For many bankruptcy petitioners, this meeting last only a few minutes. Unless there are specific concerns or irregularities, the trustee may ask only a few simple questions to verify information in your petition and schedules and make sure that you understand your rights and options and have considered the pros and cons of filing bankruptcy. While creditors have the opportunity to appear at the meeting and ask questions, they do not often appear in consumer bankruptcy proceedings.

If a creditor does appear and ask questions, remain calm and answer briefly but honestly. The trustee and your attorney will be there to keep the questioning focused and appropriate.

Completing Your Debtor Education Course

Like the credit counseling requirement, the financial management course is not actually a part of the bankruptcy process. You will complete this course with an outside provider and will typically be able to complete the course over the phone or online. You can take this course at any time after your petition is filed, but don’t delay. The bankruptcy court will not enter a discharge in your case until you have provided proof of completion.

Countdown to Discharge

Your bankruptcy case isn’t over after the 341 hearing, but in many cases the bankruptcy petitioner’s active participation is at or near the end. In the 60 days following the creditors meeting, the case remains active, but often nothing is required of the debtor during this time period. Within 10 days of the hearing, any trustee will advise the court as to whether he or she believes the bankruptcy petition to be an abuse of the bankruptcy process. Determinations that a bankruptcy filing is abusive typically occur only when the debtor has attempted to defraud the court by concealing assets or misrepresenting debts or expenses, or the debtor has too much income to be allowed to file for chapter 7 bankruptcy and receive a discharge.

Creditors have 6o days in which to object to discharge of debts. The objection process involves the filing of a complaint in the bankruptcy court, similar to a civil lawsuit. This is known as an adversary proceeding.

While the circumstances of every case are different, it is rare for a creditor to file an adversary proceeding in a consumer bankruptcy case. For example, in 2017, there were just 313 adversary proceedings filed in Nevada bankruptcy courts, although there were 8760 bankruptcy cases. In addition, most of those adversary proceedings were filed in business bankruptcy cases.

How Long Does Chapter 7 Bankruptcy Take?

The duration of a Chapter 7 bankruptcy case varies, depending on scheduling of the creditors’ meeting, whether there are any creditor objections or other adversary proceedings to address, and even how busy the trustee and the court are.
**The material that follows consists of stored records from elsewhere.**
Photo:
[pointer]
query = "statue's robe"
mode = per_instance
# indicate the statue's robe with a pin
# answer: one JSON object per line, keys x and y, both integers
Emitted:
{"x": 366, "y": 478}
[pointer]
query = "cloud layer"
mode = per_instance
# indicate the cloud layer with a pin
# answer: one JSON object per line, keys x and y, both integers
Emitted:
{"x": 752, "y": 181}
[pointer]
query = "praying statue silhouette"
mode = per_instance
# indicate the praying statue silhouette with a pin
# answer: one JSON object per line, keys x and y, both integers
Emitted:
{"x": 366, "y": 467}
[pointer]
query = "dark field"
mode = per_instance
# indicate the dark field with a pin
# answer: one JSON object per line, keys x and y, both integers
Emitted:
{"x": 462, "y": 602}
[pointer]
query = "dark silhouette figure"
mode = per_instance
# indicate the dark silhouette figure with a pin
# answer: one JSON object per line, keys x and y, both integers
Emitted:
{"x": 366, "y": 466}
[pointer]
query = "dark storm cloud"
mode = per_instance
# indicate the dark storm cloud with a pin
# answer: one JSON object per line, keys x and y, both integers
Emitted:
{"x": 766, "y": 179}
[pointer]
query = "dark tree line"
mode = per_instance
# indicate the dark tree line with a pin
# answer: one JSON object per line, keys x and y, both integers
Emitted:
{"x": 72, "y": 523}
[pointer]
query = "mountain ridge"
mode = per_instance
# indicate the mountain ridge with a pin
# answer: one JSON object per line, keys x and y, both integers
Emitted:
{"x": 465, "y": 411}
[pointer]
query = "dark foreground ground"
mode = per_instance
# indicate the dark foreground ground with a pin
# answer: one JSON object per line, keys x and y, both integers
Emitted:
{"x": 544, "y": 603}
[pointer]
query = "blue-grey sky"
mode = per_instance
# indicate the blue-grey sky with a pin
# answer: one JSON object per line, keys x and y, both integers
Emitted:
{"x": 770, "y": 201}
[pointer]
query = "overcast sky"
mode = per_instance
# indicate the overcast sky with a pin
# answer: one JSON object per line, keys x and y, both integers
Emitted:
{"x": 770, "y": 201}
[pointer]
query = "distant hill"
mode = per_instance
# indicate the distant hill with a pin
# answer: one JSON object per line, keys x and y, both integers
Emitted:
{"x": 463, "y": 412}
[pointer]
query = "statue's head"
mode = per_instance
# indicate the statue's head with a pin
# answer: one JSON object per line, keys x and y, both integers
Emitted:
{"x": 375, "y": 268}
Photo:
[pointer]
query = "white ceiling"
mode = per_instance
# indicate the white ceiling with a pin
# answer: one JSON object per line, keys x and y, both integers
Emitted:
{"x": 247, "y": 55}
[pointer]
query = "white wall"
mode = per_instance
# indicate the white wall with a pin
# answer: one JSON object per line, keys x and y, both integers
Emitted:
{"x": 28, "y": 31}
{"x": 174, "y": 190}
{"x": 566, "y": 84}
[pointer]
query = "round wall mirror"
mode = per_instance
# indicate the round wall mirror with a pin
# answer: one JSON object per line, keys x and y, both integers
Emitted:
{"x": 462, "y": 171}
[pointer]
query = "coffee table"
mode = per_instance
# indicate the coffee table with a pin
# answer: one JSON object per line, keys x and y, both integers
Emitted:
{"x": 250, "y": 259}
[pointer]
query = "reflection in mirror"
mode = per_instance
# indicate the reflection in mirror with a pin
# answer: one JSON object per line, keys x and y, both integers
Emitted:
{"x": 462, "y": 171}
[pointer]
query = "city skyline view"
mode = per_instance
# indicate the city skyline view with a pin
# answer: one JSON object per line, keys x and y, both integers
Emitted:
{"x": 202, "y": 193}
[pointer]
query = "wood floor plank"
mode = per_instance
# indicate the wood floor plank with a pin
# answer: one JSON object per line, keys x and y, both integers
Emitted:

However, it is not unusual for a Chapter 7 bankruptcy case to be resolved, and the debtor to receive a discharge, within four to five months of the date of filing.

Overall, the process is far less of daunting and intimidating then many prospective bankruptcy filers fear. A free consultation with a local bankruptcy attorney can provide more specific information about how bankruptcy might proceed in your particular case.